El arquero poético

NEUTRAL CORNER

Hace semanas, fui a ver un partido de fútbol disputado por chavales de seis o siete años. A pesar de la edad, compiten y tienen una vida que remeda la de los profesionales, con uniforme de campo y de calle, horarios estrictos, listas de convocatorias y derrotas que pesan varios días y que motivan charlas de introspección más profusas que las de muchos matrimonios en crisis. Cabe preguntarse si no existe demasiada presión, sobre todo cuando algunos padres parecen volcar sobre esos chicos la responsabilidad de vengar los fracasos de sus propios sueños infantiles: el partido de vuelta contra la vida que a veces juegan los hijos obligados a remontar, y del que ya he hablado. Pero, en realidad, y sin entrar en el moralismo de las pedagogías a las que se accede por el hecho de pertenecer a un equipo, deberse a compañeros y ampliar el territorio existencial más allá de la familia, lo cierto es que lo pasan bien y se sienten tan parecidos a los futbolistas profesionales que les imitan los gestos, los andares y los ritos de celebración de un gol.

Durante el partido al que me refiero, ocurrió algo insólito. Uno de los equipos salió al contraataque. Una pillada a la defensa en toda regla, un corredor solitario hacia el arco con la pelota en los pies. En Oliver y Benji, su carrera duraría varios minutos durante los cuales tendría tiempo de pensar en su novia, en la asignatura de botánica, en el viejo maestro de jiu-jitsu que lo enseñó a alinearse con los equilibrios cósmicos y en el helado que pensaría tomarse después, una vez logrado el gol de la victoria que enamoraría a media docena de MILFS. En el partido real, todo iba más deprisa. De repente, la gente que estaba ubicada detrás de la portería atacada empezó a pegar gritos al portero para avisarlo. No es que estuviera distraído. Es que daba la espalda al juego y miraba pasmado el cielo como si fuera a elevarse, abducido por extraterrestres. Los gritos no lograron devolverlo al partido. El delantero incluso lo miró un instante, como si sospechara un truco, antes de empujar la pelota a gol y de correr a abrazarse con los suyos dejando atrás un chaval que rindió su puerta como si un trance lo hubiera vuelto incompatible con inquietudes terrenales. Gol.

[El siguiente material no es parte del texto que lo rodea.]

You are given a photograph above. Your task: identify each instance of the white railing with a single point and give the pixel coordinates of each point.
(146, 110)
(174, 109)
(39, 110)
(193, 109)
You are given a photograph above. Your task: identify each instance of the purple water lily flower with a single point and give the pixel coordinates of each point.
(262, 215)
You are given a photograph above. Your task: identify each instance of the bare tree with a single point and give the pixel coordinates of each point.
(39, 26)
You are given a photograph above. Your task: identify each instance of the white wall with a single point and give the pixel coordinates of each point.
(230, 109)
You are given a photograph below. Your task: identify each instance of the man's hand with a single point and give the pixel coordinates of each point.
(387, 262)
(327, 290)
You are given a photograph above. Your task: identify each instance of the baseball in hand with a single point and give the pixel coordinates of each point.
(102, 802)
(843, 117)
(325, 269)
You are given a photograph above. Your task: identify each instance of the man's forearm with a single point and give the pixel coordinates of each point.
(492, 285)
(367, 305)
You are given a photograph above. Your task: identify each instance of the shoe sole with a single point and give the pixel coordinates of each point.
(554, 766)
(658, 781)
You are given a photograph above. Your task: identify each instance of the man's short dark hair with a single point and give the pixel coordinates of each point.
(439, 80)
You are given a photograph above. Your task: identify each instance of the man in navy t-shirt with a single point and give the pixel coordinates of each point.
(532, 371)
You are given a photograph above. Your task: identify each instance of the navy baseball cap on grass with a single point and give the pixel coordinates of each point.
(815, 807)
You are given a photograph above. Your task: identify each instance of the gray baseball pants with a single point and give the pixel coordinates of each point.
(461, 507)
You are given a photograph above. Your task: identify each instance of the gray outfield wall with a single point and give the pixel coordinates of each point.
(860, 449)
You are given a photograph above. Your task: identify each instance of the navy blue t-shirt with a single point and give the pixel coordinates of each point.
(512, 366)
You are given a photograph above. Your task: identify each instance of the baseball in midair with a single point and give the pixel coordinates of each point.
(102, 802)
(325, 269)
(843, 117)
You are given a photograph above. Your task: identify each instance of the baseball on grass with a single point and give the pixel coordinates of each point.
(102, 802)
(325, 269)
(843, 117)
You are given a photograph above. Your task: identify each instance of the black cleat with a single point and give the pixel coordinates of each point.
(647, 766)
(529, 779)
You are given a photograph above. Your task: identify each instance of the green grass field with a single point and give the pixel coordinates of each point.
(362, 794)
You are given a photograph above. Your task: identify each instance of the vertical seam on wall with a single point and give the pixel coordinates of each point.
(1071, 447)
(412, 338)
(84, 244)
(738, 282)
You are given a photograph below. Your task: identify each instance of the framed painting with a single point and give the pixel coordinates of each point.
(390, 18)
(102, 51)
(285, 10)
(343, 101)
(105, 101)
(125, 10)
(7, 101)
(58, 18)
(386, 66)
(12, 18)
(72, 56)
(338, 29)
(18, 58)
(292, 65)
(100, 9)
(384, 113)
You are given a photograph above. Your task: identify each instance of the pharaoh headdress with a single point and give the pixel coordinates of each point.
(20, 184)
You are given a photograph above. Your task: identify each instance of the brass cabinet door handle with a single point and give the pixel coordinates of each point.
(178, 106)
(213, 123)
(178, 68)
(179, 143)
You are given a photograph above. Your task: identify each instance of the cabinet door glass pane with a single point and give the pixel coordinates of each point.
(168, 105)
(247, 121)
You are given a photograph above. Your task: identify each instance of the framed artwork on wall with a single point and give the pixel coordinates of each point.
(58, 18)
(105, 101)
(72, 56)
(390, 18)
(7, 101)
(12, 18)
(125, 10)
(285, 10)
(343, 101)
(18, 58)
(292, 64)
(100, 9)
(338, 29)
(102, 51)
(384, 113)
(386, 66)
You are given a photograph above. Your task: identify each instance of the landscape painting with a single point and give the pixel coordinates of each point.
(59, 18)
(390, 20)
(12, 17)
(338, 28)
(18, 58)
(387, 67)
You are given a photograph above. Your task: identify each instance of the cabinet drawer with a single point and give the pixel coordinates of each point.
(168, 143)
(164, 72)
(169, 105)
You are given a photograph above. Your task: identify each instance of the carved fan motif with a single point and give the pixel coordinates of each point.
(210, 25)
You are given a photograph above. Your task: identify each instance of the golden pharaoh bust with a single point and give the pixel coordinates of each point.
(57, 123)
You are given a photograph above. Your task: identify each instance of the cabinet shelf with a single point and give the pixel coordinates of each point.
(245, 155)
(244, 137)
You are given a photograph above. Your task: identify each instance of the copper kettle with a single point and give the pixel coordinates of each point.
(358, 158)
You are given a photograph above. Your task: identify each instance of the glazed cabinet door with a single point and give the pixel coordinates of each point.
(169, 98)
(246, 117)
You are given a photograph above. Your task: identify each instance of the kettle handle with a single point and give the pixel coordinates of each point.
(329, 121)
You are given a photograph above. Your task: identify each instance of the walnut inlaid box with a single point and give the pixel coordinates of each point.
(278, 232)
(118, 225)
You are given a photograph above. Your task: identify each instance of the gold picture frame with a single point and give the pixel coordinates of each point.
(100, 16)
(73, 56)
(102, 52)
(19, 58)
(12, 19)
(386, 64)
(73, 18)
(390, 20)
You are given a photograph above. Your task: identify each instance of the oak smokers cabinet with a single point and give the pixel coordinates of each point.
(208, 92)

Y otros gritos: «Pasmao», «¿Pero qué haces?», «Entrenador, se te olvidó dar cuerda al portero». Cosas así.

Entonces, ocurrió. Sin aparentar interés ni por el juego ni por los reproches que le eran destinados, el niño portero miró a la grada y preguntó con voz baja pero audible: «¿Habéis visto qué bonito atardecer?». La verdad es que era bonito. Uno de esos preciosos atardeceres rosados de final de verano en Madrid en el que las nubes, como diría un cursi, parecen hechas de algodón de azúcar. Pero, hombre, aun así. En pleno contraataque, tal vez no sea el momento óptimo para que un cancerbero se ponga poético y alcance semejante desapego -casi un éxtasis- respecto de cosas tan prosaicas como un gol o la ansiedad entre ganar o perder. Párense un instante a pensar en todas las ocasiones en las que la humanidad hubiera tenido menos oportunidades de prosperar si un tipo se hubiera dejado raptar embelesado por una puesta de sol cuando algo reclamaba su atención. Al atacar un mamut, por ejemplo. Al meterte Mesala las aspas de su cuadriga en las ruedas de la tuya. Al terminar la cuenta hasta diez de un duelo a pistola en el que uno participa.

Después de decir eso el chico, los padres callaron un instante y miraron el atardecer, en silencio repentino. Pensé que el chico nos iba a arrastrar a una tregua contemplativa que acabaría con la disposición bipolar del fútbol y que haría que todos, rivales un segundo antes, juntáramos las manos para cantar Give Peace a Chance. Pero qué va. La tregua la rompió un grito de «A éste que lo lleven a ballet». El entrenador lo cambió. Y, mientras el chico desaparecía, pensé que este despiadado darwinismo social es el que permite frenar los contraataques, como antaño permitió matar los mamuts.